Child Protection Spesialist Unicef Indonesia, Astrid Dionisio juga menguatkan pernyataan Hendrik serta memuji keberhasilan program ini.
“Kabupaten Gowa sangat unik dan dapat dijadikan lokus percontohan untuk daerah-daerah lain. Kontribusi yang besar dari Pemkab Gowa juga terjalinnya kerjasama dan koordinasi yang baik dari beberapa SKPD terkait,” ujar Astrid.
” Kami berharap kepada Bupati Gowa kiranya setiap desa memiliki Sekretariat PPKAI agar kerja semakin maksimal dan progres capaian bisa meningkat lagi,” tambah Astrid.
Adnan sendiri menyambut hangat kedatangan rombongan dari Unicef. Menurutnya, kerjasama yang telah lama terjalin selama ini hasilnya sudah dapat rasakan saat ini.
“Peningkatan dan capaian yang kita rasakan saat ini tentu berkat kerjakeras dari seluruh pihak yang ada, bukan hanya kerja dari Pemkab Gowa, melainkan hasil kerjasama dari seluruh stakeholder yang mampu bergerak bersama dan mengetahui apa tugasnya masing-masing,” jelasnya.

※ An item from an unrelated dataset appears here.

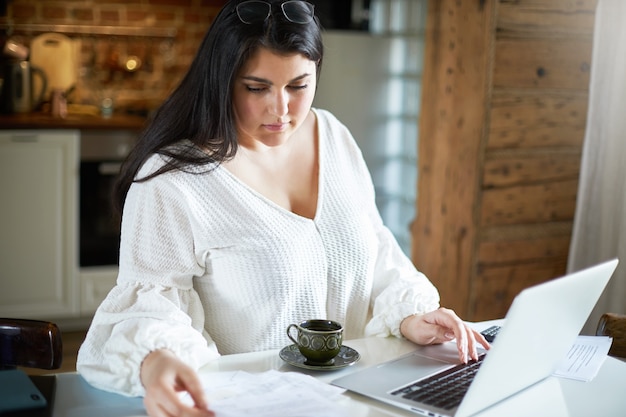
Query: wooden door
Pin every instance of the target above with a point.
(503, 115)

Pemkab Gowa kata Adnan sejak awal melakukan kerjasama memang melibatkan seluruh SKPD terkait, karena untuk mensukseskan program ini tidak akan mungkin Dinas Pemberdayaan Perempuan dan Perlindungan Anak berjalan dengan sendirinya, tetapi harus ada Dinas Sosial, Dinas Pendidikan, dan Dinas -Dinas lainnya.
“Hal ini dilakukan agar dalam mensukseskannya perlu dilakukan perumusan kegiatan yang tepat, dan akan dibagi bersama dengan seluruh SKPD sesuai dengan tupoksinya, dan alhamdulillah hasilnya dapat berjalan lancar desuai yang diharapkan,”ujar orang nomor satu di Gowa. (an).